Населив мир мириадами духов, первобытный человек почил от трудов своих в блаженной вере, что постиг абсолютную истину. "Дух истины необычайно мало развит у первобытных народов", — замечает Ф. Ратцель. Многие путешественники наблюдали, что любому явлению примитивный человек дает моментальное объяснение; он всеведущ, ибо никакая загадка природы не может поставить его в тупик. Воистину, ум его переживает упоительное состояние равновесия, видя во всем простую игру духов, с которыми можно поладить.
И если верно было бы основное положение идеализма, что история есть не что иное, как последовательное саморазвитие духа, то человечество так и не вышло бы из первобытного состояния.
Итак, страна, в которой так свободно развивался предприимчивый дух энтузиастов буржуазного века, была с самого начала осуждена на то, чтобы также стать грубо сколоченной клеткой для черных сыновей Африки.

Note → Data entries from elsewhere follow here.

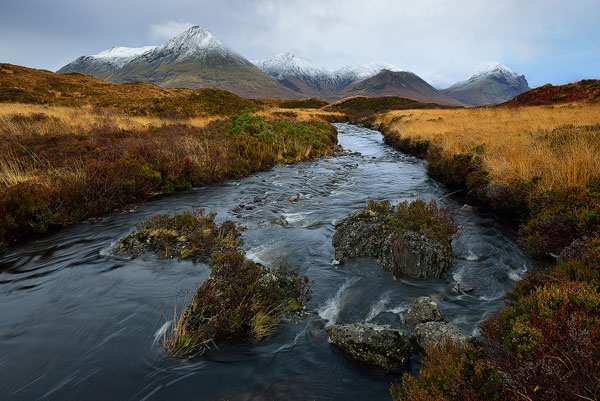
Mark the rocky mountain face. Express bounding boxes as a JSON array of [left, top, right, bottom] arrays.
[[58, 26, 300, 99], [340, 70, 463, 106], [441, 63, 530, 106], [57, 26, 529, 105], [254, 53, 463, 105]]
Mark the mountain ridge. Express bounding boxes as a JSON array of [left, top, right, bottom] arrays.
[[57, 25, 300, 99], [441, 63, 530, 106]]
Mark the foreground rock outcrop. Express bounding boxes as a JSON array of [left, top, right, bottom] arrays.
[[326, 323, 412, 370], [411, 322, 473, 354], [404, 297, 444, 326], [115, 209, 241, 261], [333, 200, 458, 278]]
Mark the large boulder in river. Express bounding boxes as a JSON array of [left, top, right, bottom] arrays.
[[333, 200, 458, 278], [411, 322, 473, 354], [115, 209, 241, 261], [404, 297, 444, 326], [326, 323, 412, 370]]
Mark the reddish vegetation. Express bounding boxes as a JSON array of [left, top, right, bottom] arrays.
[[0, 113, 336, 249], [501, 79, 600, 106]]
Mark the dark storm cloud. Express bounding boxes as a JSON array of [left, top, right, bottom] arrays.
[[0, 0, 600, 85]]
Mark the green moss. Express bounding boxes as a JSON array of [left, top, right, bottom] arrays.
[[354, 199, 458, 243], [119, 209, 241, 260], [165, 252, 310, 356]]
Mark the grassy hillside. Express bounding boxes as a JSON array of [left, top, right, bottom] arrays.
[[0, 64, 259, 117], [323, 96, 448, 120], [374, 91, 600, 401], [339, 70, 462, 106], [503, 79, 600, 106], [0, 64, 340, 248]]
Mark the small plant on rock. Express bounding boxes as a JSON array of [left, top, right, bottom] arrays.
[[163, 251, 310, 356]]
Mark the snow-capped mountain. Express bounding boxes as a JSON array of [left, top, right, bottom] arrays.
[[252, 53, 331, 80], [89, 46, 156, 67], [339, 69, 463, 106], [442, 63, 530, 106], [253, 53, 412, 99], [332, 61, 405, 85], [57, 46, 156, 79], [58, 26, 299, 98]]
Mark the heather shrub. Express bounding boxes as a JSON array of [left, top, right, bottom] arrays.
[[481, 279, 600, 400], [390, 342, 504, 401], [117, 209, 241, 260], [163, 251, 310, 356], [368, 199, 459, 243], [521, 181, 600, 254]]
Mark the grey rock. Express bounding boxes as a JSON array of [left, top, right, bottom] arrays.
[[114, 235, 148, 259], [326, 323, 412, 370], [332, 205, 452, 278], [455, 282, 475, 293], [460, 203, 475, 213], [411, 322, 473, 354], [404, 297, 444, 326]]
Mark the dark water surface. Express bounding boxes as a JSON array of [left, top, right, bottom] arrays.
[[0, 124, 532, 400]]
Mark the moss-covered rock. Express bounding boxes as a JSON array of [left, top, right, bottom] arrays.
[[327, 323, 412, 370], [116, 209, 241, 261], [164, 252, 310, 356], [333, 200, 458, 278]]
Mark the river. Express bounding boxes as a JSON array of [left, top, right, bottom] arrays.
[[0, 124, 533, 400]]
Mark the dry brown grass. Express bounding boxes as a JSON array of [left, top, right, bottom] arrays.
[[375, 104, 600, 191]]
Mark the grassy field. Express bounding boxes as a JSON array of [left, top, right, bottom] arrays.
[[374, 104, 600, 191], [0, 64, 344, 249], [365, 81, 600, 401]]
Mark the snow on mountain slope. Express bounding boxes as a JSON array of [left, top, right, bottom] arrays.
[[147, 25, 242, 60], [332, 61, 406, 81], [442, 63, 529, 106], [252, 53, 331, 79], [89, 46, 156, 67], [451, 63, 527, 88]]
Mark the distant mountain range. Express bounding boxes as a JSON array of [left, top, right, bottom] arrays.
[[57, 26, 529, 105], [442, 63, 530, 106]]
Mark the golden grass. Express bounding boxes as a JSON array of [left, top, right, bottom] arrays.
[[375, 104, 600, 191]]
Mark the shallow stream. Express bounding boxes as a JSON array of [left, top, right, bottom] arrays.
[[0, 124, 533, 400]]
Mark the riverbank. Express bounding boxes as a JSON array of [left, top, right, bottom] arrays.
[[365, 104, 600, 401], [0, 64, 345, 251], [0, 124, 533, 401], [0, 105, 337, 247]]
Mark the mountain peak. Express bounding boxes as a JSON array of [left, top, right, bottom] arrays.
[[471, 62, 523, 79], [443, 63, 529, 106], [252, 53, 330, 79], [159, 25, 232, 55]]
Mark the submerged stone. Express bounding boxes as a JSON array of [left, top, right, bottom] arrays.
[[333, 201, 456, 278], [326, 323, 412, 370], [411, 322, 473, 354], [404, 297, 444, 326]]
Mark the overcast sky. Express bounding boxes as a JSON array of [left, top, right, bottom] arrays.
[[0, 0, 600, 87]]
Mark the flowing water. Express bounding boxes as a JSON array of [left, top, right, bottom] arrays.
[[0, 124, 532, 400]]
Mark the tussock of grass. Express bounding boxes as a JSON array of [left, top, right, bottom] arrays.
[[0, 109, 337, 248], [374, 104, 600, 191], [163, 251, 310, 356], [364, 199, 459, 243], [117, 209, 241, 260]]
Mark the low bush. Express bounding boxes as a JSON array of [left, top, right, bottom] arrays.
[[368, 199, 459, 243], [163, 251, 310, 356], [0, 110, 337, 250], [390, 342, 505, 401], [481, 280, 600, 400], [117, 209, 241, 260]]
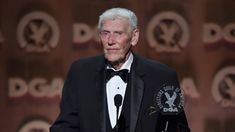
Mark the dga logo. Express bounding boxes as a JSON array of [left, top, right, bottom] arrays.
[[212, 66, 235, 107], [17, 12, 59, 52], [147, 12, 189, 52], [154, 85, 184, 114], [19, 120, 50, 132]]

Первые, прокляв европейское рабство, совершили смелый бросок в Новый Свет в поисках свободы, вторые, не менее любившие свободу, были бесцеремонно лишены ее и обращены в рабов. Новый Свет для них оказался тьмой рабства. "Именно они — Трудолюбие, Свобода и Справедливость — пересекли в давние времена неведомые водные пространства, чтобы найти убежище в Америке, — писал Уильям Дюбуа. — И все-таки они опоздали, потому что их опередила Алчность, которая и привезла с собой в Америку черных африканских рабов".